TAXIIProject / libtaxii

A Python library for handling TAXII Messages invoking TAXII Services.
http://libtaxii.readthedocs.org/
BSD 3-Clause "New" or "Revised" License
70 stars 43 forks source link

Enable parsing of huge XML files #18

Open MarkDavidson opened 11 years ago

MarkDavidson commented 11 years ago

Libtaxii does not currently support parsing of huge xml files.
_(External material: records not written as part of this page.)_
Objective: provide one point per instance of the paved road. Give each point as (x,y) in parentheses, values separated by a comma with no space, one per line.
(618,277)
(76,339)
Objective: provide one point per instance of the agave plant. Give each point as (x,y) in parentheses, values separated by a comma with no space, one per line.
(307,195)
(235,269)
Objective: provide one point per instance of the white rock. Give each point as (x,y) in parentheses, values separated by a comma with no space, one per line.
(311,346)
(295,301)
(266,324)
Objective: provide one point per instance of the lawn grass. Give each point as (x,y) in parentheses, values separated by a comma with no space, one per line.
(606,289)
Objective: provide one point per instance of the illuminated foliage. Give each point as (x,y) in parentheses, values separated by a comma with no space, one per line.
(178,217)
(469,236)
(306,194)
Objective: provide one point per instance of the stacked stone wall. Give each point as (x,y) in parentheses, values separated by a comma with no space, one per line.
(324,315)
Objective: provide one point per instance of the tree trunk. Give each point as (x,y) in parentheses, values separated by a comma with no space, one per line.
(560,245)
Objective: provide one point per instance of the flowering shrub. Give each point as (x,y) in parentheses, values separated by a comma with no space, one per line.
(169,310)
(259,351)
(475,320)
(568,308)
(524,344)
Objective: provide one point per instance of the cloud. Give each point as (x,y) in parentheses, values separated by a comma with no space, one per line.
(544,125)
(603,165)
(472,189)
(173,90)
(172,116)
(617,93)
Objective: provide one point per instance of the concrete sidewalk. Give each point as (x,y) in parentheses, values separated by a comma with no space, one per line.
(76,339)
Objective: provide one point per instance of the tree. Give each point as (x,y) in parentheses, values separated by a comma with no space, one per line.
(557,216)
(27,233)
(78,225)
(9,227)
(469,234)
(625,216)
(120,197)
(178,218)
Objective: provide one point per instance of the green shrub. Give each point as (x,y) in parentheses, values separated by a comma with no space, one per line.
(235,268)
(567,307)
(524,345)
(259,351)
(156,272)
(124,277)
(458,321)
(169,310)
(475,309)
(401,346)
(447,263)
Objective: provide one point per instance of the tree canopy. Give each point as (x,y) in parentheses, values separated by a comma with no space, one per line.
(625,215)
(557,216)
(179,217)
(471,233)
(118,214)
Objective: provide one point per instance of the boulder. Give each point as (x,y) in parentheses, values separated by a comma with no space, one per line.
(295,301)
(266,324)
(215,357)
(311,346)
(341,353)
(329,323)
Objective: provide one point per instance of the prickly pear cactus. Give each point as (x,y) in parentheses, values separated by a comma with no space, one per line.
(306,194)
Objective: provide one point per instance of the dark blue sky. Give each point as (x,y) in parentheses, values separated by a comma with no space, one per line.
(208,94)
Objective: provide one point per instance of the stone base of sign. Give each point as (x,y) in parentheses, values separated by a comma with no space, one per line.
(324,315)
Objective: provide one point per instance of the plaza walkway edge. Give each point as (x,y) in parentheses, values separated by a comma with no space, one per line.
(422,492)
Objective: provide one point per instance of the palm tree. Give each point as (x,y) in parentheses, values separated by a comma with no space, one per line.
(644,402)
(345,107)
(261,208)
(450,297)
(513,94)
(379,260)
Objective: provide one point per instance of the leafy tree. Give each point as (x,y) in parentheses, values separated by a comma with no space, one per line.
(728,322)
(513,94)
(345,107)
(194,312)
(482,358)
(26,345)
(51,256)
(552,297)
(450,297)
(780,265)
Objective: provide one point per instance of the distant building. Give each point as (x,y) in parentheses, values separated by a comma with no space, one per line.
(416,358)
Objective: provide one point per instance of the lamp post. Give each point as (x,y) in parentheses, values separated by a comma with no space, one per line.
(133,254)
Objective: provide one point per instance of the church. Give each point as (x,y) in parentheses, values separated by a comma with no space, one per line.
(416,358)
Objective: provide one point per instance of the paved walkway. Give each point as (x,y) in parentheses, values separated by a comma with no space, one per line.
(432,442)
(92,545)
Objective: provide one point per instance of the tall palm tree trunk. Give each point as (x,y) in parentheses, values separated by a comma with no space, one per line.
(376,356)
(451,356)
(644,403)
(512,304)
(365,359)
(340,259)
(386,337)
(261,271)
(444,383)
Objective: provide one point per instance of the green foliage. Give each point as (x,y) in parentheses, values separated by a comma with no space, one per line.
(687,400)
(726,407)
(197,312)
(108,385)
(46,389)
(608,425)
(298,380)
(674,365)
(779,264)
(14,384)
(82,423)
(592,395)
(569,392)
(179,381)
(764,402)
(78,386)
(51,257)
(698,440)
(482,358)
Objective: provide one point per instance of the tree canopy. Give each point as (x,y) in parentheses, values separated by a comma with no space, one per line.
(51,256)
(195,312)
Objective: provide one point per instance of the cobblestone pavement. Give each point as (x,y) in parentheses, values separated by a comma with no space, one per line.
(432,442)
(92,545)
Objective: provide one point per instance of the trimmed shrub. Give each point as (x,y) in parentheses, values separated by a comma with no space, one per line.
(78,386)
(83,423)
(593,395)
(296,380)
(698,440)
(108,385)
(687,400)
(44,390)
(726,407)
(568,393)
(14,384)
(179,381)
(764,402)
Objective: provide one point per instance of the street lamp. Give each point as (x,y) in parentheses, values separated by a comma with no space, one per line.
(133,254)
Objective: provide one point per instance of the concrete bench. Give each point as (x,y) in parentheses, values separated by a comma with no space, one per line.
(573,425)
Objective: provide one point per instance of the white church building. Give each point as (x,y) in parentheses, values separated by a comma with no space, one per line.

There are two aspects to this issue:

  1. Decide if there is any downside to XMLParser(huge_tree=True) always being on
  2. Enable XMLParser(huge_tree=True)

Ref: http://stackoverflow.com/questions/11850345/using-python-lxml-etree-for-huge-xml-files http://lxml.de/api/lxml.etree.XMLParser-class.html

traut commented 7 years ago

this issue is again reproducible with latest libtaxii

daybarr commented 5 years ago

Decide if there is any downside to XMLParser(huge_tree=True) always being on

I think there is.

I tried it, and with some deeply nested content I could make python 2.7.15 and python 3.7.2 on Windows silently crash and return a non-zero exit code. No python traceback, no crash message. It just quits.

So enabling huge_tree wouldn't be ideal if libtaxii was used in a webserver which received and attempted to parse untrusted messages - this would be a simple vector for DoS.

Here is the script to reproduce:

from __future__ import print_function

from lxml import etree
import libtaxii.messages_11 as tm11
import libtaxii.common

if __name__ == '__main__':
    num_levels = 100 * 1000
    inbox_msg_bytes = tm11.InboxMessage(
        message_id=tm11.generate_message_id(),
        content_blocks=[
            tm11.ContentBlock(
                content_binding='urn:example.com:huge_tree_issue:18',
                content=etree.Element('deep-nest'),
            )
        ]
    ).to_xml().replace(
        b'<deep-nest/>',
        (b'<x>' * num_levels) + (b'</x>' * num_levels)
    )

    print('XML is %d bytes long' % (len(inbox_msg_bytes),))
    print(inbox_msg_bytes[:400])
    print('...')
    print(inbox_msg_bytes[-400:])

    libtaxii.common.set_xml_parser(
        etree.XMLParser(
            attribute_defaults=False,
            dtd_validation=False,
            load_dtd=False,
            no_network=True,
            ns_clean=True,
            recover=False,
            remove_blank_text=False,
            remove_comments=False,
            remove_pis=False,
            strip_cdata=True,
            compact=True,
            # collect_ids=True,
            resolve_entities=False,
            huge_tree=True,  ###################### This is different
        )
    )
    msg = tm11.get_message_from_xml(inbox_msg_bytes)
    print('Loaded %r' % (msg,))

Example output:

XML is 700442 bytes long
b'<taxii_11:Inbox_Message xmlns:taxii="http://taxii.mitre.org/messages/taxii_xml_binding-1" xmlns:taxii_11="http://taxii.mitre.org/messages/taxii_xml_binding-1.1" xmlns:tdq="http://taxii.mitre.org/query/taxii_default_query-1" message_id="153575343088057277"><taxii_11:Content_Block><taxii_11:Content_Binding binding_id="urn:example.com:huge_tree_issue:18"/><taxii_11:Content><x><x><x><x><x><x><x><x><x>'
...
b'/x></x></x></x></x></x></x></x></x></x></x></x></x></x></x></x></x></x></x></x></x></x></x></x></x></x></x></x></x></x></x></x></x></x></x></x></x></x></x></x></x></x></x></x></x></x></x></x></x></x></x></x></x></x></x></x></x></x></x></x></x></x></x></x></x></x></x></x></x></x></x></x></x></x></x></x></x></x></x></x></x></x></x></taxii_11:Content></taxii_11:Content_Block></taxii_11:Inbox_Message>'

shell returned 127

Note how it never prints the "Loaded" message and returns an exit code of 127 indicating some kind of crash?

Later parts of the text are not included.